So now to the solution in my environment

- Disabling SMT/HyperThreading in the BIOS
- this forces fallback to the core scheduler
- ensure all your VM's run the following and set HWThreadCountPerCore to 0 on Windows Server 2019 host, 1 on Windows Server 2016 host, Whereas VMName is the VM (Mine was previously set to 0, which is follow SMT Setting), see https://docs.microsoft.com/en-us/window ... nistrator.
Set-VMProcessor -VMName <VMName> -HwThreadCountPerCore <0, 1, 2>
- Ensure no VM spans NUMA (per VM Logical Processor <= Physical core count of smallest physical processor)


*NOW*, CBT only occasionally causes some storage latency FOR JUST THE Guest Volume Involved now, and only if the Guest Volume is REFS. If the Guest partition NTFS, this was not observed, DURING the backup, after large data changes (added 1.2 TB of partitions to CBT). Subsequent CBT backups did not cause latency issues.


This fix also worked for host CSVFS_ReFS (with/without integrity), Guest NTFS. Guest REFS (no integrity tested) as well (needs more testing on my end)

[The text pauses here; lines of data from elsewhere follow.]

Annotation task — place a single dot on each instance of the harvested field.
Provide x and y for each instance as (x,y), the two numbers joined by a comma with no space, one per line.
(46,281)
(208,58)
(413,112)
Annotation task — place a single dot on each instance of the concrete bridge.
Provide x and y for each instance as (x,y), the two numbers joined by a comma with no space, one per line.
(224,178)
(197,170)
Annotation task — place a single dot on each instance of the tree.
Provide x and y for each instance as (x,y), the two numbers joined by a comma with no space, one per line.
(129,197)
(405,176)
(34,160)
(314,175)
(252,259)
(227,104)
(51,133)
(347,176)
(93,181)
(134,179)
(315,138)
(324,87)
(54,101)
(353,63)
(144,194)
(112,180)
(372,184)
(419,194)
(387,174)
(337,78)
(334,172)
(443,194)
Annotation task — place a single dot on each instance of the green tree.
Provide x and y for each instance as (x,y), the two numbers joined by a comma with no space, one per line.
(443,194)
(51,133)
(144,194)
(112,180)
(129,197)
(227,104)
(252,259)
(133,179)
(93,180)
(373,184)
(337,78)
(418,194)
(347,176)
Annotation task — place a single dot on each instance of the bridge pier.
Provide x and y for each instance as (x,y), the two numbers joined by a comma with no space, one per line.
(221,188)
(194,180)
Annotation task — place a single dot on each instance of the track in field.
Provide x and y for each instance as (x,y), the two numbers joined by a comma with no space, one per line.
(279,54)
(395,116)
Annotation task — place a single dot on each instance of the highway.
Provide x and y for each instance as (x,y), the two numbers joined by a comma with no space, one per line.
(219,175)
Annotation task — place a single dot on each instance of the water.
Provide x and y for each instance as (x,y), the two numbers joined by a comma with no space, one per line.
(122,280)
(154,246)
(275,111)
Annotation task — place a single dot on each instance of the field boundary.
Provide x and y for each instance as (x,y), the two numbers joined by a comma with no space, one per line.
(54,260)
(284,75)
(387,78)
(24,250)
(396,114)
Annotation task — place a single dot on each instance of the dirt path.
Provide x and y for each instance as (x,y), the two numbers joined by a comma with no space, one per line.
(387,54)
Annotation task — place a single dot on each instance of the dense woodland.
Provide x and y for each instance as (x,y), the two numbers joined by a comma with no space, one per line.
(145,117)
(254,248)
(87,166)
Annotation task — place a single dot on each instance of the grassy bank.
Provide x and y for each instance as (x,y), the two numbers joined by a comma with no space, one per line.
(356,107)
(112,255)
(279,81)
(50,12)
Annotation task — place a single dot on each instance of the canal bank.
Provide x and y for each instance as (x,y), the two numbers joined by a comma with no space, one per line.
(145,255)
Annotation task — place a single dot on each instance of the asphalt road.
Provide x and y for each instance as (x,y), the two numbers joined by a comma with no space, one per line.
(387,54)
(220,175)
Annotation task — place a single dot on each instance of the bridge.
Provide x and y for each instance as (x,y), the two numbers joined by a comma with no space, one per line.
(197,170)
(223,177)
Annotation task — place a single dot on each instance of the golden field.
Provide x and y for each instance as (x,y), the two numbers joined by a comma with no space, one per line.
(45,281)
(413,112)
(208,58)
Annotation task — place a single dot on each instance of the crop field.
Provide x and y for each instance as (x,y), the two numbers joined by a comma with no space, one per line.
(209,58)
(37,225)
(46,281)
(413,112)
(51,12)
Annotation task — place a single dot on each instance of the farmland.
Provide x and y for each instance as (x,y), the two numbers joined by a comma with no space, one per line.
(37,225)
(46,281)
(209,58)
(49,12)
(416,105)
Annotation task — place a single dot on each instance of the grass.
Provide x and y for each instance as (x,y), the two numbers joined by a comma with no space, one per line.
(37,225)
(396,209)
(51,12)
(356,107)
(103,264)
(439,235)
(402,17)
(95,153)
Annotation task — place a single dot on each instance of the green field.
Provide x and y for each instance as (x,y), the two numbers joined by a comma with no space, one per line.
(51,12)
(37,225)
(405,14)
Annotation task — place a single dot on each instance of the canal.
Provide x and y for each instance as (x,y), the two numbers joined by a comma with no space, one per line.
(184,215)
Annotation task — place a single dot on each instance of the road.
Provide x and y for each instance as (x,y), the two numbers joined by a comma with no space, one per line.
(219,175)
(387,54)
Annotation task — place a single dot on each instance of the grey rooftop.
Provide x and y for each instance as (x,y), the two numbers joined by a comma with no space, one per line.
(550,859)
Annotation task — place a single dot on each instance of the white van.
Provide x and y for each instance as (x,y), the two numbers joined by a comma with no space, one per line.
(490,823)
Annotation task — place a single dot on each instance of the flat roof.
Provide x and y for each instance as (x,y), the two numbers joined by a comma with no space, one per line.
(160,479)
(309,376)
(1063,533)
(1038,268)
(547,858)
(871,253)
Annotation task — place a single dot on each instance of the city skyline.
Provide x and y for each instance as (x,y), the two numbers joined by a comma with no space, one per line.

Obviously CSVFS_ReFS is slower on my insane test (25-40% slower) but no I/O Latency spiking issues, just "not as fast" in absolute numbers

I still have more testing to do but Hoping the above helps M$ track this down, and others solve/work around the issue for their environments
Thanks,
Christine

nmdange
Expert
Posts: 497
Liked: 127 times
Joined: Aug 20, 2015 9:30 pm
Contact:

Re: Windows Server 2019 Hyper-V VM I/O Performance Problem

Post by nmdange »

If NUMA spanning is actually part of the issue, you can disable/block NUMA spanning at the host level by doing "Set-VMHost -NumaSpanningEnabled $false" in PowerShell. I've always done this on my Hyper-V servers to improve performance. It would be interesting to see what it looks like with hyperthreading enabled but NUMA spanning disabled.

ChristineAlexa
Influencer
Posts: 18
Liked: 4 times
Joined: Aug 26, 2019 7:04 am
Full Name: Christine Boersen
Contact:

Re: Windows Server 2019 Hyper-V VM I/O Performance Problem

Post by ChristineAlexa »

Also, the more I look at this, I think we are all chasing two partially overlapping problems...
#1 the guest VM performance issue, which is what I've documented seems to be resolved with the Guest VM, for many hours, The steps to return to the Classic Scheduler and SMT/HyperThreading disabled in the BIOS solves the performance now, until #2 happens.
#2 the I/O Scheduler just seeming to get confused. When #1 is resolved, the improved performance seems to reduce the frequency of #2 since the Guest I/Os are writing more quickly, not because the cause of #2 has been resolved

- Numa spanning only seemed to upset CSVFS_ReFS and/or ReFS *directly*, and may be a red herring

- When on CSVFS_ReFS, the storage subsystem could bring itself to a near halt, when migrating a 400GB or larger sized ReFS Guest with CBT (whether guest was running or not), even after ensuring I had done a backup of the offline VM (so There shouldn't be any "changes" after that, right?!?!)
- When things slow down enough to get the originally post's error ("Source: Microsoft-Windows-Hyper-V-StorageVSP"), I've seen it show for the target, VM's irrespective of if the path is for DAS or CSV storage, irrespective of Cluster., MANY times, the path is the path of a file that doesn't exist on the volume anymore. And irrespective of if I've issued Flush-Volume commands against the Volume. I can also see (at least on a Cluster), that sometimes the QOSFlow is duplicated after moving a volume between storage... And it doesn't drop the QOSFlow for the "old" location/path until you have stopped and restarted the VM (even hours after the VM was done being moved)

Some hypothesis,
I've also noticed, once you get the i/O "quiet" on the Hyper-V Host/Cluster, *AND* shutdown most/all VMs. The storage subsystem will catch back up... and it seems like it clears out what ever was hanging it. And can stay that way even under load afterwards..
It is almost like I/O scheduler and/or CBT gets "confused" and thinks an "old" I/O hasn't completed, and that starts hanging subsequent I/O dependent on that Read/Write (even though it occurred)....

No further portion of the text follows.